Zu berücksichtigen ist hierbei, dass in Deutschland die Nutzung derartiger Instrumente bereits seit 2006 in einer Technischen Regel für biologische Arbeitsstoffe gefordert wird und daher schon heute viele Krankenhäuser sowie der Großteil der Rettungsdienste derartige Instrumente nutzen.
II.2 Verwaltung
- - Auf Seiten des Bundes wird jährlicher Erfüllungsaufwand entstehen, da das BMAS künftig biologische Arbeitsstoffe bestimmten Risikogruppen zuordnen muss. Einstufungs- beziehungsweise Umstufungsbedarf besteht erfahrungsgemäß für 600 bis 800 Biostoffe pro Jahr (hauptsächlich Bakterien). Das Ressort rechnet insgesamt mit einem Aufwand in Höhe von rund 75.000 Euro pro Jahr.

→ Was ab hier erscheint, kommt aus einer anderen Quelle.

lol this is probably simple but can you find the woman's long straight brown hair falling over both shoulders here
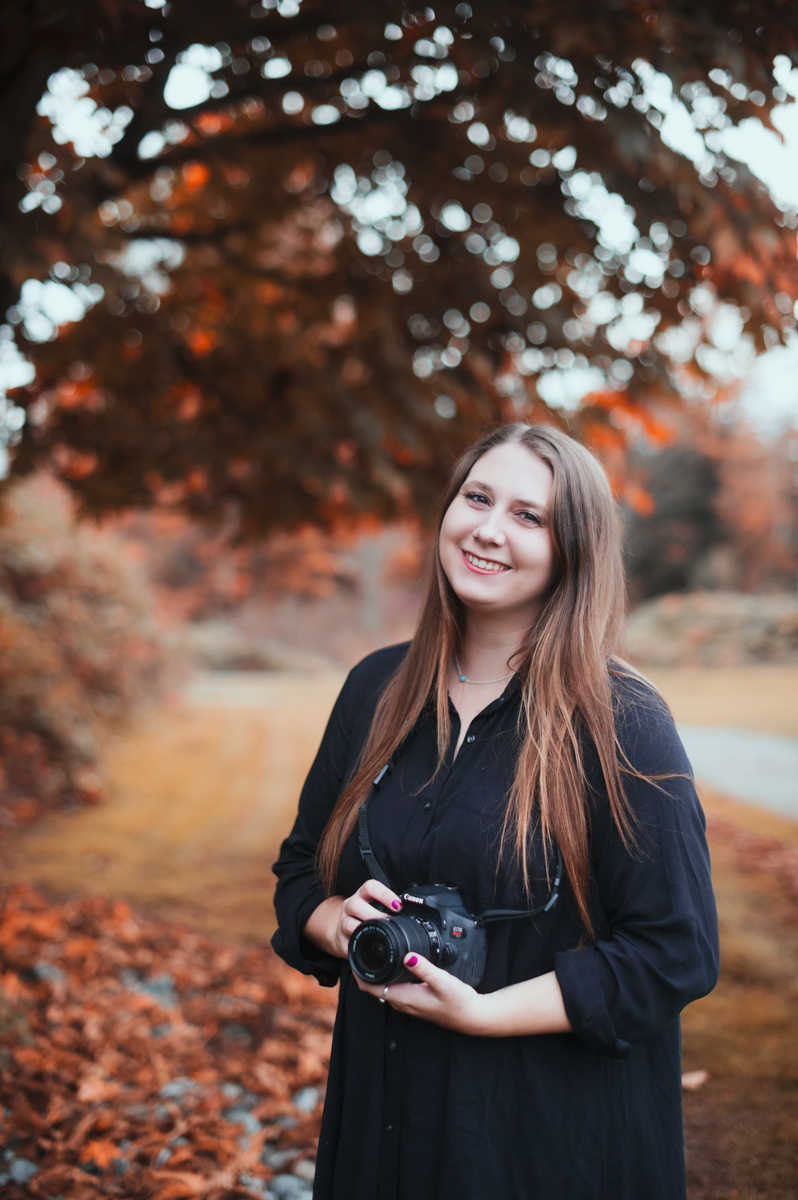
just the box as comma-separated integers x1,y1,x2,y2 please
318,424,637,931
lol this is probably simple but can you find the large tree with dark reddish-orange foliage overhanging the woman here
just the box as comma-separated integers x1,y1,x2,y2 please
0,0,798,533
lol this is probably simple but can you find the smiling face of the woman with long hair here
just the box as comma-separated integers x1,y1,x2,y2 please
439,443,554,624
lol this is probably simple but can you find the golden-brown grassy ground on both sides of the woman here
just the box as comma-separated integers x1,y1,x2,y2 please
2,667,798,1200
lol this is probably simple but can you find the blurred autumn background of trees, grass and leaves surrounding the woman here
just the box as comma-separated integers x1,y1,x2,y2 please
0,7,798,1200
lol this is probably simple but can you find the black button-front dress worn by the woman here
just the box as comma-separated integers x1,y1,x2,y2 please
272,646,719,1200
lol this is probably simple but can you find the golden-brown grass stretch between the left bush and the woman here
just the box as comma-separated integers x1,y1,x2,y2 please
2,674,342,942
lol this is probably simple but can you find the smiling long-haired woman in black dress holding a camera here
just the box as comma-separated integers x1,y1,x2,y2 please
272,425,718,1200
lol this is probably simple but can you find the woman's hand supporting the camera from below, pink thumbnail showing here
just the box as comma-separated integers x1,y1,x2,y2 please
355,954,491,1034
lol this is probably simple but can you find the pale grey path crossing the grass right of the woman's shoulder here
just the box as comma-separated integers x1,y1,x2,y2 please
679,724,798,820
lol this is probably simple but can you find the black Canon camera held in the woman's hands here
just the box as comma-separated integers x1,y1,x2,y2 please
349,886,487,988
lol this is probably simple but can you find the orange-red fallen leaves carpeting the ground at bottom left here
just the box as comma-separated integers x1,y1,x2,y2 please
0,886,335,1200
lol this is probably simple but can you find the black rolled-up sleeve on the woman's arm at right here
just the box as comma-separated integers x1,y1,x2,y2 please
554,688,720,1058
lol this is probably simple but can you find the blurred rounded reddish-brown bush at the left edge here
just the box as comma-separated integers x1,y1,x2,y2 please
0,479,164,826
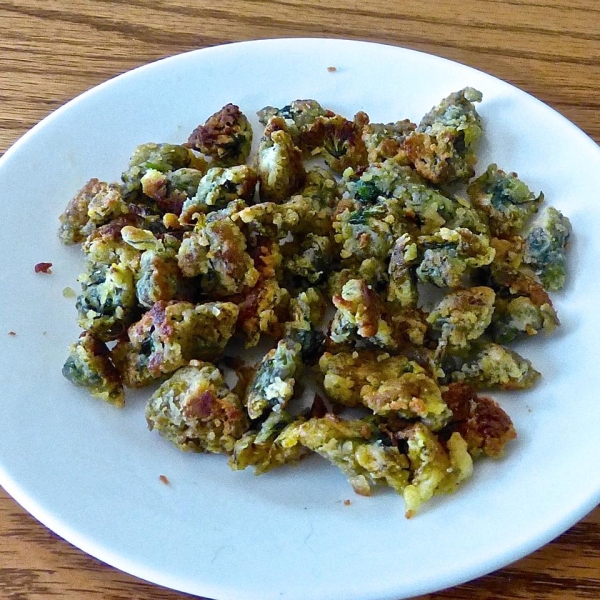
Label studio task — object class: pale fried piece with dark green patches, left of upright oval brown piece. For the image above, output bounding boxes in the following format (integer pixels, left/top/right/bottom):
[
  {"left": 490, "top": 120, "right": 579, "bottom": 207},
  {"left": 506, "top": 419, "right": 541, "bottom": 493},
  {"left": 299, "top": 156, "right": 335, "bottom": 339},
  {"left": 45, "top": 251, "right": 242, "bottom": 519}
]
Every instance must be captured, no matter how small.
[{"left": 179, "top": 165, "right": 257, "bottom": 224}]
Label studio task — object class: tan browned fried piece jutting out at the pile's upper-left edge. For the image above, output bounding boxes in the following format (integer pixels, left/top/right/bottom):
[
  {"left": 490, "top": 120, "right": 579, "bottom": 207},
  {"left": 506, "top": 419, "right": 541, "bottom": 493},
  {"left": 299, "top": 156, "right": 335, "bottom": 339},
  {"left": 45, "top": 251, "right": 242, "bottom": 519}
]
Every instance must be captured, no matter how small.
[{"left": 58, "top": 179, "right": 129, "bottom": 244}]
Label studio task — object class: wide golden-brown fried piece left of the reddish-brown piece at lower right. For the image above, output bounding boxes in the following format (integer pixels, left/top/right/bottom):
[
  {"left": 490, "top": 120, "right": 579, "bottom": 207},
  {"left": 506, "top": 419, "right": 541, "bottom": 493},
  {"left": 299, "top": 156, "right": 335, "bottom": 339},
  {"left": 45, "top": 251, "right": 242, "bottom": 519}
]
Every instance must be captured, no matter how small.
[{"left": 319, "top": 350, "right": 452, "bottom": 430}]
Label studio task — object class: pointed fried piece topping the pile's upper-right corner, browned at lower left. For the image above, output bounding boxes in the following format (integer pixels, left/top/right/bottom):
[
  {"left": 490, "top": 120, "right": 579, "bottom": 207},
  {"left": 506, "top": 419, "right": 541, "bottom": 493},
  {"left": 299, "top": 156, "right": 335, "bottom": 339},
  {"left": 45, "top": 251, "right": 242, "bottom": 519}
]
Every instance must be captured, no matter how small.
[{"left": 402, "top": 88, "right": 483, "bottom": 185}]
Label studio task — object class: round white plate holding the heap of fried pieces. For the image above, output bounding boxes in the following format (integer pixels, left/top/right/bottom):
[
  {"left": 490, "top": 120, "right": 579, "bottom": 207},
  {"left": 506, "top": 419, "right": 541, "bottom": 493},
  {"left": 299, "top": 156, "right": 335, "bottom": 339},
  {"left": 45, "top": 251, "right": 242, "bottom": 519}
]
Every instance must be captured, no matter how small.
[{"left": 0, "top": 39, "right": 600, "bottom": 600}]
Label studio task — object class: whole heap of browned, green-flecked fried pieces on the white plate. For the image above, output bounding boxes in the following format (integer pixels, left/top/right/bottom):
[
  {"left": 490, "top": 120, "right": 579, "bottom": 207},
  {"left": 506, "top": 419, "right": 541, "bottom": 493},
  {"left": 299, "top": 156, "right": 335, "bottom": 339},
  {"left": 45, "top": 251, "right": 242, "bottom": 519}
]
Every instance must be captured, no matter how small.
[{"left": 59, "top": 88, "right": 571, "bottom": 516}]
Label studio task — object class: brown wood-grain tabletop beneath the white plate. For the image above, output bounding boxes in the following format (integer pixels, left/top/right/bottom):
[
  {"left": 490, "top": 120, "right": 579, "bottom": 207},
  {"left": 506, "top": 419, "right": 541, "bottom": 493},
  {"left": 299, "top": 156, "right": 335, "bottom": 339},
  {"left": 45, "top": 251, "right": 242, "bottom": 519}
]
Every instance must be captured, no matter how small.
[{"left": 0, "top": 0, "right": 600, "bottom": 600}]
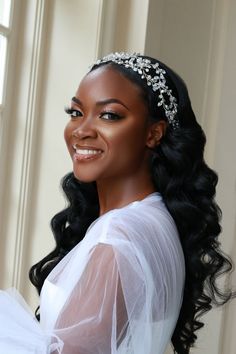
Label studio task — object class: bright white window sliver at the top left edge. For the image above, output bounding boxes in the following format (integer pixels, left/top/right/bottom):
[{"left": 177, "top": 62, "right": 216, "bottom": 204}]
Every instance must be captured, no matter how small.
[{"left": 0, "top": 0, "right": 12, "bottom": 110}]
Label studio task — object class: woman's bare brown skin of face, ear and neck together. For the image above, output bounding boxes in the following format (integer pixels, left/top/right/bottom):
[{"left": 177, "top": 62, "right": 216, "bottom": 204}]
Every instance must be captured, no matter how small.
[{"left": 64, "top": 66, "right": 166, "bottom": 215}]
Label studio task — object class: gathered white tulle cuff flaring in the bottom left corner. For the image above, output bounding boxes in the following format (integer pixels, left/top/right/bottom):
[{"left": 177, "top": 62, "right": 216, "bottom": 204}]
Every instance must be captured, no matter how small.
[{"left": 0, "top": 288, "right": 64, "bottom": 354}]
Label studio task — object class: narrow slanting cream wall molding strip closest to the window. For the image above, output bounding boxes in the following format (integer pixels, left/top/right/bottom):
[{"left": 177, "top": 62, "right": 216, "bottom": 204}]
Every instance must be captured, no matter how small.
[{"left": 12, "top": 0, "right": 46, "bottom": 289}]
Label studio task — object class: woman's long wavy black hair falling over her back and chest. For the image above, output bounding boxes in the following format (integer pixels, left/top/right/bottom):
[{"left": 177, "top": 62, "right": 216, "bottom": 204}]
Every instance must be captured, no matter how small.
[{"left": 30, "top": 57, "right": 235, "bottom": 354}]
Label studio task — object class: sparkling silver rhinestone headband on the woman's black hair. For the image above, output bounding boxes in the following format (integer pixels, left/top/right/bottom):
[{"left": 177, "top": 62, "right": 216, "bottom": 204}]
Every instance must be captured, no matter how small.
[{"left": 95, "top": 52, "right": 179, "bottom": 129}]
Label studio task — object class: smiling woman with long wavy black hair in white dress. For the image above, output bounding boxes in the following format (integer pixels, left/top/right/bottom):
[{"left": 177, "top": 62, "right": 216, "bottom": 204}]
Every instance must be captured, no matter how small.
[{"left": 0, "top": 53, "right": 234, "bottom": 354}]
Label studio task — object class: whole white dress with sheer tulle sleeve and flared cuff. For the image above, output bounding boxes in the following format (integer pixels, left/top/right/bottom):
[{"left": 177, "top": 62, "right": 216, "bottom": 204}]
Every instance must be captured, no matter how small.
[{"left": 0, "top": 193, "right": 185, "bottom": 354}]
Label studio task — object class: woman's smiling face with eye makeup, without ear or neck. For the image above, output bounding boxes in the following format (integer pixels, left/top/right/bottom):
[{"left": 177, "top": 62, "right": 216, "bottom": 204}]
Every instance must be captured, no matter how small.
[{"left": 65, "top": 66, "right": 154, "bottom": 182}]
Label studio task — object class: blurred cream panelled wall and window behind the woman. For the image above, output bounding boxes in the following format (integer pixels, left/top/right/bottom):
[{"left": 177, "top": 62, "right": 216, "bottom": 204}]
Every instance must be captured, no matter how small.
[{"left": 0, "top": 0, "right": 236, "bottom": 354}]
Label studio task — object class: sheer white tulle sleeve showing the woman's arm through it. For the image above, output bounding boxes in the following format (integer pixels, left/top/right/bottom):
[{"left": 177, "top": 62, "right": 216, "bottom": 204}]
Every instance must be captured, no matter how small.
[{"left": 55, "top": 243, "right": 128, "bottom": 354}]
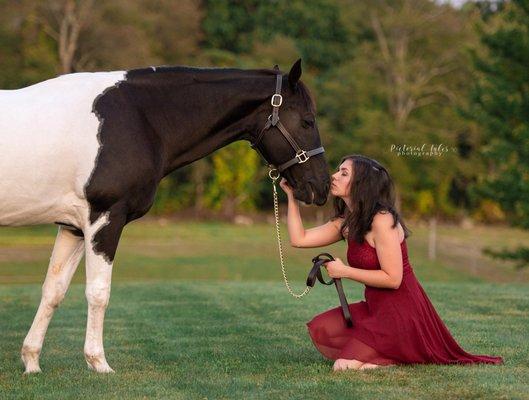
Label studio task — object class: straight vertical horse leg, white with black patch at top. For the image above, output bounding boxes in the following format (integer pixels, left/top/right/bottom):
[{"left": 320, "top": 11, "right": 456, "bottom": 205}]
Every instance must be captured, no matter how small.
[{"left": 84, "top": 211, "right": 125, "bottom": 372}]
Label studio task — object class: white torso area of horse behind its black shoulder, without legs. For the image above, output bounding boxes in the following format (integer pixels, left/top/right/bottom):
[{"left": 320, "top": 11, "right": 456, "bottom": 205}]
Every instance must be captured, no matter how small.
[{"left": 0, "top": 71, "right": 125, "bottom": 225}]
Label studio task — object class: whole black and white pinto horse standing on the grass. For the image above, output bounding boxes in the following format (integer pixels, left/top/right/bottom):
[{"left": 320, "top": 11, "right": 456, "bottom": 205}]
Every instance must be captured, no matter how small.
[{"left": 0, "top": 60, "right": 329, "bottom": 373}]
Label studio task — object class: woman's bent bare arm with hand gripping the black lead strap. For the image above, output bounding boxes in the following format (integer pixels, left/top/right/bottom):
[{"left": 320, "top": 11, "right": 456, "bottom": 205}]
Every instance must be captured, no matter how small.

- - Auf Seiten der Länder ist mit keinem nennenswerten Mehraufwand infolge des Verordnungsentwurfs zu rechnen. Die Umwandlung des bisherigen Anzeigeverfahrens bei Tätigkeiten mit hochpathogenen Infektionserregern in ein Erlaubnisverfahren betrifft nur wenige Einrichtungen. Der durch das Erlaubnisverfahren entstehende Mehraufwand für die Verwaltung ist abhängig von der jeweiligen Einrichtung.
Zu berücksichtigen ist dabei, dass Einrichtungen, die Tätigkeiten mit hochpathogenen Erregern ausüben wollen, bereits in der Planungs- und Errichtungsphase in engem Kontakt mit den Überwachungsbehörden stehen und damit der Großteil der für das Erlaubnisverfahren relevanten Aspekte auch derzeit schon behandelt wird.
II.3 Sonstige Kosten
Der Aufwand der Verwaltung auf Grund der Erlaubniserteilung wird in Form von Gebühren auf die Antragsteller umgelegt werden. Die Höhe der Gebühren orientiert sich in der Regel an den jeweiligen Errichtungskosten. Die Gebühren werden von den Ländern festgelegt.
Das Ressort hat die Auswirkungen des Regelungsvorhabens nachvollziehbar dargestellt. Der Nationale Normenkontrollrat hat keine Bedenken gegen das Regelungsvorhaben.